C'est une tradition et un rendez-vous : la grande brocante de Forest-en-Cambrésis invite aujourd'hui les chineurs pour sa vingt-septième édition. Pierre Lardenois, brocanteur à Forest, ne manquerait ce rendez-vous pour rien au monde. À quelques heures de l'événement, il nous ouvre les portes de son atelier.
« Ici, c'est pas la galerie d'Auchan. » Pierre Lardenois a le franc parler de ces hommes qui ne s'embêtent pas de fioritures.
Dans sa remise étroite, le visiteur emprunte un fin boyau serpentant à travers un enchevêtrement hétéroclite d'armoires, de vaisselle et de fauteuils anciens. Point de meuble neuf ici, point d'affluence non plus. On n'entre pas dans un atelier de brocante comme dans un supermarché. C'est la recherche de l'objet coup de coeur, du guéridon qui nous rappelle celui de mamie, qui guide le pas dudit visiteur.

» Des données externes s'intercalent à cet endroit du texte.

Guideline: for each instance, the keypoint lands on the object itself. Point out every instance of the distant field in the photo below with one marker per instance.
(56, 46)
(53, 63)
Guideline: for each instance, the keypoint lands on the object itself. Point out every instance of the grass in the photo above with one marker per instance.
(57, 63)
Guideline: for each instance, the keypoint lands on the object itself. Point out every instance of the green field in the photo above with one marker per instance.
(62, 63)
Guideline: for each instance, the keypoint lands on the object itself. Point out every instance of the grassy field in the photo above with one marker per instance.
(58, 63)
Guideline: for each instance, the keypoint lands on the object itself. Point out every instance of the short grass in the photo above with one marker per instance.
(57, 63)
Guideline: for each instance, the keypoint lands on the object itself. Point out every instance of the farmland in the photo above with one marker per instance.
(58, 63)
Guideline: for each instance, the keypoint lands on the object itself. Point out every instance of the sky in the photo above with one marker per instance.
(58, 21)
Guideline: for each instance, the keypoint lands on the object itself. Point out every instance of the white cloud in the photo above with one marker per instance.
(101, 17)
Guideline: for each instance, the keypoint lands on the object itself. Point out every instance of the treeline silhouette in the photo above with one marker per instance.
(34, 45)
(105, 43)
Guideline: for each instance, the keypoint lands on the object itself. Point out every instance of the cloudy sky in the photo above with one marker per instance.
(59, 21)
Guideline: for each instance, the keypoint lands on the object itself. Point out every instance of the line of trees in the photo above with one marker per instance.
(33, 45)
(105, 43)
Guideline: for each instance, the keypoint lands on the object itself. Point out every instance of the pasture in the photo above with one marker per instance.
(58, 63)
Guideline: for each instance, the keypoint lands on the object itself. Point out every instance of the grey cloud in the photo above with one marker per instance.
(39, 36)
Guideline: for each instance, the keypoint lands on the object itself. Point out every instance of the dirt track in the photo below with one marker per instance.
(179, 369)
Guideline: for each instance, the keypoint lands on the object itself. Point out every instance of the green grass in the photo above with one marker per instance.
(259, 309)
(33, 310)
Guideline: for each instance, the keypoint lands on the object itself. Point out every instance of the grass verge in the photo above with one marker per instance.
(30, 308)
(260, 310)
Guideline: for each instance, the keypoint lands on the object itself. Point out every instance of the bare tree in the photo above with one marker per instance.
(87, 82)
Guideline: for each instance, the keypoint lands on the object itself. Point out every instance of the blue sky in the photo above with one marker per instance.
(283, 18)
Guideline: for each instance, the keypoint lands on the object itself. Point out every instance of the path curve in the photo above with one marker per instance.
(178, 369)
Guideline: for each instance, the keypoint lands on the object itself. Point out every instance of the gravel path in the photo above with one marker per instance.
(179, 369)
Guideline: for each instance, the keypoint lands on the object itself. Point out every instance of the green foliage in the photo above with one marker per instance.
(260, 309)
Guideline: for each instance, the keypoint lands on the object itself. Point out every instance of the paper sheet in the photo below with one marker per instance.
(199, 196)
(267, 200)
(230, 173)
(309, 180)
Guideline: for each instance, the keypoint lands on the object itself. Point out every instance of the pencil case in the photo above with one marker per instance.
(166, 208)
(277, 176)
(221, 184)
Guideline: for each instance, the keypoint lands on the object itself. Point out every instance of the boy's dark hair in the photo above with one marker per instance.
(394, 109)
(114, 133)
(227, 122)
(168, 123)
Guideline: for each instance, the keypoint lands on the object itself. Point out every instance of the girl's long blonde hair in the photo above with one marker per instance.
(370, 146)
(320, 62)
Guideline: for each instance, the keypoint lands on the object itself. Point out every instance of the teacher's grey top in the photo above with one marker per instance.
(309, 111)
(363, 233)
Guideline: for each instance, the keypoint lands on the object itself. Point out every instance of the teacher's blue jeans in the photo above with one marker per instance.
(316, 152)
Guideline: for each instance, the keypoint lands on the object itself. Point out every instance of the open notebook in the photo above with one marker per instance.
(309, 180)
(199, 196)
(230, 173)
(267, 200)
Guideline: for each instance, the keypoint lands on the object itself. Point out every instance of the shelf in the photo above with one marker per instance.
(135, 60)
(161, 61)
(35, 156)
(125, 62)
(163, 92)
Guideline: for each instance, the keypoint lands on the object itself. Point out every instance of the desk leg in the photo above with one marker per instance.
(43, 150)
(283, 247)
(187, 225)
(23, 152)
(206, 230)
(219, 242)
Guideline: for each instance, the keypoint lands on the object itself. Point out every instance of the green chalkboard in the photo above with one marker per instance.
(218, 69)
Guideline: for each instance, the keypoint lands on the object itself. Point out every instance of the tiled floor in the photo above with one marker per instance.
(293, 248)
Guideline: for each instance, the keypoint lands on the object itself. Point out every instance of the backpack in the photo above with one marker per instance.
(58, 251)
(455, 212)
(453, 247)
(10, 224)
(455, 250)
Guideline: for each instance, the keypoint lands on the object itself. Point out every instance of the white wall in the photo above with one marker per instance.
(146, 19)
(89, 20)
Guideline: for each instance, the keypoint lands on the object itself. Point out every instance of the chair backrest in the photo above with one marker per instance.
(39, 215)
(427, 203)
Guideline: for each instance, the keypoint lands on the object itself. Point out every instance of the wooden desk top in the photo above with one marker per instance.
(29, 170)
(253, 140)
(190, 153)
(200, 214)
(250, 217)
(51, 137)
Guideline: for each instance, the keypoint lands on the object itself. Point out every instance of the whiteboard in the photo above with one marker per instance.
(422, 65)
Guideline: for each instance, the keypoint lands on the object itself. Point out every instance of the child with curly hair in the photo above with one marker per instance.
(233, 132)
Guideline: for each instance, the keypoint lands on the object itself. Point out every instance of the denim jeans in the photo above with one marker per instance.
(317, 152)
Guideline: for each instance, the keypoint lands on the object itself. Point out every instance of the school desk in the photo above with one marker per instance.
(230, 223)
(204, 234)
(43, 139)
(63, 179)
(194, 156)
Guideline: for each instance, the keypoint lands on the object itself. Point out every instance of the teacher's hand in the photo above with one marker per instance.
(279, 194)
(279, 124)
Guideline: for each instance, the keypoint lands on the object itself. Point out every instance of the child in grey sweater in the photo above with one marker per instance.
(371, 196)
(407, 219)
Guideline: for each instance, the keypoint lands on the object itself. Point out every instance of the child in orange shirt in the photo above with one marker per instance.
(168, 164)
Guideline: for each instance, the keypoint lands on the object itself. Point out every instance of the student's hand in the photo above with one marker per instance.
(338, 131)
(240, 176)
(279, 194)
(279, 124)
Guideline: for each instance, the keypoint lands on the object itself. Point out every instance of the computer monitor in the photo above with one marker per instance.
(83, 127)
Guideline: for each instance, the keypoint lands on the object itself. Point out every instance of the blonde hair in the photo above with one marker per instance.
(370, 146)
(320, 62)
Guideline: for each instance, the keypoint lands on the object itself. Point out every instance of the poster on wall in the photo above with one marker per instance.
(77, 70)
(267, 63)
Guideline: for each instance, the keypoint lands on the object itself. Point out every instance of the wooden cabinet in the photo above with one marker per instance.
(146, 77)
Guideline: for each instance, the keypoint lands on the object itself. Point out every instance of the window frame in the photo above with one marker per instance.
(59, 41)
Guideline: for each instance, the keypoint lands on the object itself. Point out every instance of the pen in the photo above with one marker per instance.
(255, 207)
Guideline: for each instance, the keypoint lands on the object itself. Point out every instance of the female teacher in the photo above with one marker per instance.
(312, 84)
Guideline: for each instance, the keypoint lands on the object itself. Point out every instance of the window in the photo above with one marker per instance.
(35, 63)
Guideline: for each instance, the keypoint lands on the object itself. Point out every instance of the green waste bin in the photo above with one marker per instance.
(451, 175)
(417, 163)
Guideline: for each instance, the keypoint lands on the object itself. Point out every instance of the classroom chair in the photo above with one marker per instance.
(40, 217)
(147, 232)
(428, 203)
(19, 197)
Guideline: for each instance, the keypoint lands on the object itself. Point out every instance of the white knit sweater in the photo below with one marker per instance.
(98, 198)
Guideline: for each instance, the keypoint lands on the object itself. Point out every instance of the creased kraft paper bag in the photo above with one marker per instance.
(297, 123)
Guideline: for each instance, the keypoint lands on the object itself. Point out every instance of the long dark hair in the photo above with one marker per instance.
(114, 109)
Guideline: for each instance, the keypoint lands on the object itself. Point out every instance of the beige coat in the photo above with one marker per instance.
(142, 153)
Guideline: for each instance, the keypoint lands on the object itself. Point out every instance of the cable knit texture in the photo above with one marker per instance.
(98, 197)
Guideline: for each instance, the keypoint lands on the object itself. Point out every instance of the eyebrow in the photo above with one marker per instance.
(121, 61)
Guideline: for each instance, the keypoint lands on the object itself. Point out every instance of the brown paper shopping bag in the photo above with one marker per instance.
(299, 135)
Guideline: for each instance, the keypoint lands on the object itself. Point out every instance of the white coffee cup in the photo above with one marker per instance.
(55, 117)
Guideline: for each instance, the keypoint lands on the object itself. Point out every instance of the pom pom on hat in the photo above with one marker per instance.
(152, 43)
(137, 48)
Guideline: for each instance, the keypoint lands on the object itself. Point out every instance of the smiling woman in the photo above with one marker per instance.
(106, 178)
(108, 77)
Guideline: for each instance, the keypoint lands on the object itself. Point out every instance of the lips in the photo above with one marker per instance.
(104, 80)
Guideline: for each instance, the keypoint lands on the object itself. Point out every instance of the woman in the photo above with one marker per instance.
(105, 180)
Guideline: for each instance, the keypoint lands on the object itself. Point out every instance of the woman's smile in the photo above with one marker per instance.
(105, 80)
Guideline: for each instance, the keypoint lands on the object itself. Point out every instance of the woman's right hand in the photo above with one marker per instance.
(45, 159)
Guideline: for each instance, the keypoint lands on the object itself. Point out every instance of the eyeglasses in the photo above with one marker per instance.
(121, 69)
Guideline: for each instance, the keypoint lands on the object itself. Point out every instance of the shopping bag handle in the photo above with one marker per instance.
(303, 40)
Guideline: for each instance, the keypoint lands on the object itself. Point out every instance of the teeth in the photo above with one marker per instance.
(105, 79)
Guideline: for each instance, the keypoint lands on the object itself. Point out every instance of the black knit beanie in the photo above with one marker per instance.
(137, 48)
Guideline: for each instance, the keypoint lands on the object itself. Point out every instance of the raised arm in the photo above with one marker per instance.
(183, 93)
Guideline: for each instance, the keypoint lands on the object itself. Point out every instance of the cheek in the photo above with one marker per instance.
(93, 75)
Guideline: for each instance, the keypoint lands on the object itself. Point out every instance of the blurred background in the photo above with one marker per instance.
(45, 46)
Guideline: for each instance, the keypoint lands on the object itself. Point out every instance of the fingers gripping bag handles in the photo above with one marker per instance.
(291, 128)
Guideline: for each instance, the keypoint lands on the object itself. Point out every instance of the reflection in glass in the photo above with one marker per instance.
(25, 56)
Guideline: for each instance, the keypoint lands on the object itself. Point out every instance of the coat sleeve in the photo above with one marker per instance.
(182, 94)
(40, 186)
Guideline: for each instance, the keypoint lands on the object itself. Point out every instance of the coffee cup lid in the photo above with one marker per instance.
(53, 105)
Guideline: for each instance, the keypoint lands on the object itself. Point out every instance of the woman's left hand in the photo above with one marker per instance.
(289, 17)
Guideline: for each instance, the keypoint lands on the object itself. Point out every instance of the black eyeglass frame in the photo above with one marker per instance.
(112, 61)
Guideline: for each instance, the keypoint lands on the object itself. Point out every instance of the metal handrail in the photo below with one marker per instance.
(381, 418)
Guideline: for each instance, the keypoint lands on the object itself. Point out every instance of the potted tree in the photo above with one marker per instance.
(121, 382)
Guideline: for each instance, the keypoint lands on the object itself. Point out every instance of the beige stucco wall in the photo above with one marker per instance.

« Pierrot la brocante », comme le surnomment certains, a longtemps cherché sa voie. Au fond de lui, la fibre de la brocante vibrait de longue date : « Depuis l'âge de 10 ans, je collectionne les verres. » L'homme trace sa route, loin des meubles anciens et des bibelots. Avant de s'installer brocanteur, il y a trente-six ans, il était mécanicien carrossier, pour les établissements Charles Bavay, à Landrecies (l'agent Peugeot). « Et puis en une semaine, ma décision était prise. » Comme presque tous ses collègues, Pierre Lardenois est essentiellement contacté par des notaires ou des particuliers pour vider des maisons, dans le cadre de successions. « C'est pas un métier tout rose, vous savez. Des fois, on est appelés pour vider des maisons où les gens sont morts.
» Pierre achète tout ou partie du contenu de l'habitation, et revend à des marchands ou des particuliers. « La brocante, c'est une mode qui reste. » Ce que cherchent ses clients, c'est aussi ce qui anime Pierre et entretient son amour pour le métier : « Ici, ce n'est que des meubles qui ont vécu. » Brimborions ou garde-robes signées, tout ici a une vie antérieure et ne demande qu'à retrouver une place dans un intérieur.
« Si j'avais voulu, j'aurais pu être millionnaire. Mais moi ce que je veux, c'est vendre au bon prix. » Et ce n'est pas parce qu'il vend « dans l'état », comme on dit, que le brocanteur ne prend pas soin de sa marchandise. « J'aime bien que ce soit propre. Quand ça n'est pas propre, on ne vend pas. » Volontiers causant, l'homme confie les difficultés du métier. « Y'en a plus beaucoup des comme nous. Quand on partira, y'aura plus personne.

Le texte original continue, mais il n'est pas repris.